La batalla de la banda ancha en Europa

LONDRES – Entre los muchos desafíos a que se enfrenta la nueva Comisión Europea está determinar cómo proporcionar acceso a Internet de banda ancha ultrápido a los quinientos millones de residentes de la Unión Europea sin aumentar los impuestos o llevar a la quiebra a las empresas de telecomunicaciones del continente. Este imperativo ha conducido a que muchas personas exijan mayores contribuciones de gigantes de Internet como Google, Netflix y Facebook, a los que frecuentemente se crítica por no hacer suficientes esfuerzos –e incluso se ataca y califica como “ventajistas” decididos a saquear los activos y mercados europeos. ¿Tienen fundamentos estas críticas?

En resumen, no. La realidad es que las compañías de Internet más importantes –la mayoría de las cuales tienen su sede en Estados Unidos– ya están contribuyendo con miles de millones de dólares al establecimiento y mantenimiento de las redes y centros de información que son esenciales para el funcionamiento de Internet.
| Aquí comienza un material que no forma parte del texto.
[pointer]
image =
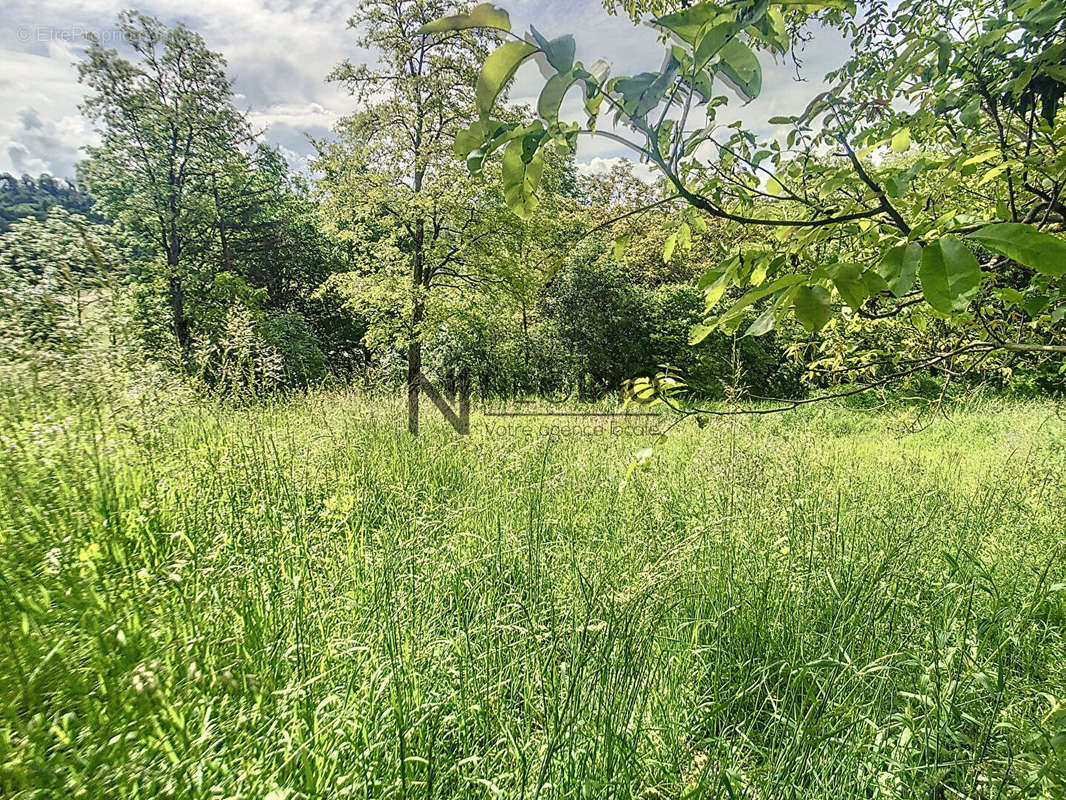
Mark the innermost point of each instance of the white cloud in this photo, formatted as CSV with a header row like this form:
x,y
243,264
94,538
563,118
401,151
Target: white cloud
x,y
599,165
280,52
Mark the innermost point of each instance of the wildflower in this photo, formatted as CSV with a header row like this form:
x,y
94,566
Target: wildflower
x,y
53,562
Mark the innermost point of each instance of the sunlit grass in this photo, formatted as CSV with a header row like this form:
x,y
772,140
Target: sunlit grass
x,y
296,597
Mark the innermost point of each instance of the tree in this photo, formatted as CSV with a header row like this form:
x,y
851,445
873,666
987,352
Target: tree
x,y
924,185
394,156
51,271
166,123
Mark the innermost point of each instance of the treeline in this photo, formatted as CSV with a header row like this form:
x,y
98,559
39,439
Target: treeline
x,y
189,241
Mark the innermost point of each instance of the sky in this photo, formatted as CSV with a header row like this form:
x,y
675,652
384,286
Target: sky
x,y
279,53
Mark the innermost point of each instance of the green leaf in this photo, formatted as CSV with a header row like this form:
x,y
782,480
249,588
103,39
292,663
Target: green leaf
x,y
1024,244
741,69
901,142
730,320
521,177
971,112
812,307
688,24
763,323
712,42
848,278
469,139
950,274
899,267
499,68
668,248
775,187
551,95
559,51
485,15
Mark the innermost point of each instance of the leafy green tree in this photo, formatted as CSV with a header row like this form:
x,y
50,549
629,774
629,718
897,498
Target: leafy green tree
x,y
167,125
394,159
923,185
28,196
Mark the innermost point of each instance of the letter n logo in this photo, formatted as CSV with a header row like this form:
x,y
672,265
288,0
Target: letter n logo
x,y
446,401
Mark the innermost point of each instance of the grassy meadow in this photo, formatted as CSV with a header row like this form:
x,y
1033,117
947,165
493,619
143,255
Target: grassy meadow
x,y
296,600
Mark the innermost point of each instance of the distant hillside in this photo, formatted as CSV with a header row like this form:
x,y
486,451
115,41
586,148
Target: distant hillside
x,y
28,196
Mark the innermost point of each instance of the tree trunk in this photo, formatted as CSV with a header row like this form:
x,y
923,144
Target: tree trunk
x,y
415,367
177,293
415,344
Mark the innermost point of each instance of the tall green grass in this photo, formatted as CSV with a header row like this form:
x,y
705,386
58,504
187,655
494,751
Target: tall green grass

De hecho, estas empresas invirtieron directamente más de 75.000 millones de euros (cien mil millones de dólares) en infraestructura para Internet en los últimos tres años y su gasto aumentó aproximadamente un 10% al año en este periodo. Además, participaron en consorcios que invirtieron más de 500 millones de euros para instalar un cable de fibra óptica submarino a través del Pacífico, que ha estado en funcionamiento desde 2010, y un cable de 8.300 kilómetros (5.200 millas) desde el sureste de Asia hasta Japón que empezó a funcionar el año pasado.